L’avenir de l’investissement est en Afrique

Al-Ahram Hebdo : L’un des objectifs communs à tous les pays africains est de parvenir à une vraie intégration africaine. La Zone de Libre-Echange Continentale (ZLEC) permet-elle d’atteindre cet objectif et comment le Sénégal en particulier oeuvre-t-il à cela ?

Ely Sy Beye : La Zlec est très importante pour tous les pays du continent. Le Sénégal a signé la Zlec et ceci lui sera bénéfique dans plusieurs domaines tels que les services bancaires, la création de nouvelles entreprises, etc. Bref, la relance de l’économie en général. Ce dont notre pays a largement besoin en tant que pays qui se développe.

— Pour ce qui est de la CEDEAO (Communauté Economique Des Etats de l’Afrique de l’Ouest), de laquelle le Sénégal est partie, qu’est-ce qui est fait pour renforcer l’intégration ?

— Actuellement, les huit pays membres de la Cédéao visent à créer une union monétaire, c’est pourquoi ils ont signé un nouvel accord monétaire mettant fin au franc CFA en vue de le remplacer par la monnaie africaine ECO. Mais malheureusement, le Nigeria, dont l’économie est des plus élevées de la Cédéao, refuse la nouvelle monnaie et y voit un désavantage. Ce qui représente un obstacle face à son application. Pourtant, cette mesure est cruciale pour l’intégration économique et les échanges économiques au sein du groupement. Mais les discussions se poursuivent pour résoudre ce problème.

— La menace terroriste entrave le développement, notamment avec la crise libyenne ...

— Malheureusement, les groupes terroristes trouvent, dans les pays souffrant de conflits, une terre fertile.

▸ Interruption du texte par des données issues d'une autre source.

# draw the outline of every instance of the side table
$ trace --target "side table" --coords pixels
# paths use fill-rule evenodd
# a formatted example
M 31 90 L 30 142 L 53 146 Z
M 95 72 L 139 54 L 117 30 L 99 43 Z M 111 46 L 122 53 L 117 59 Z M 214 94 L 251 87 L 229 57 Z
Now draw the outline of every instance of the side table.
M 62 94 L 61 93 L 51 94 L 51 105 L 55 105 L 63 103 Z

Pour ce qui est du conflit libyen lui-même, la solution politique est la seule. Les Libyens doivent résoudre leurs problèmes eux-mêmes, pas les autres. Le Sénégal est contre n’importe quelle intervention étrangère. Pendant sa présidence de l’Union africaine, le président égyptien Abdel-Fattah Al-Sissi, qui parle d’une seule voix africaine, a insisté sur ce point.

— Le Sénégal a-t-il exprimé cette opinion au président turc lors de sa dernière visite dans votre pays ? Et la Turquie a-t-elle fait part de son désir d’installer une base militaire au Sénégal ?

— Oui, bien sûr, on a insisté sur la nécessité de parvenir à une solution politique à la crise libyenne sans intervention extérieure. En ce qui concerne la création d’une base militaire, c’est une affaire absolument refusée. Même les Etats-Unis ont exprimé le même désir et nous avons refusé.

La Turquie, comme d’autres pays, cherche à investir en Afrique. Car l’avenir de l’investissement est en Afrique.

— Comment évaluez-vous la présidence de l’UA par l’Egypte ?

— C’est vraiment formidable, le président Al-Sissi a transmis notre voix et nos désirs partout dans le monde. Il a donné la priorité à l’intégration africaine. Personnellement, j’ai eu l’occasion de participer au Forum des jeunes arabes et africains à Assouan, ce qui m’a donné l’occasion de voir les choses de près, et vraiment j’ai apprécié ses efforts.

— Et qu’en est-il des relations bilatérales ?

— Nous avons de bonnes relations et dans tous les domaines. Nous sommes heureux que le Sénégal ait été l’invité d’honneur du Salon du livre du Caire cette année, une centaine d’écrivains sénégalais ont eu l’occasion de présenter leurs oeuvres. De plus, lors de sa visite à Assouan, le président Macky Sall a exprimé son admiration de la nouvelle station de l’énergie solaire de la ville, révélant son désir de lancer un projet similaire au Sénégal. De même, la Nouvelle Capitale administrative est un exemple, nous aussi, nous avons besoin de nous éloigner de la centralisation de la capitale Dakar. En outre, avec les découvertes de gaz naturel et de pétrole, nous avons besoin de l’aide de l’Egypte vu son expertise dans ce domaine. Une visite officielle des ministres du Pétrole et de l’Habitat est prévue prochainement en Egypte pour une coopération dans ces deux domaines. Les deux chefs d’Etat ont le désir de renforcer la coopération bilatérale, ils ont mis les grandes lignes à cet effet, et l’heure est aujourd’hui à la mise en application.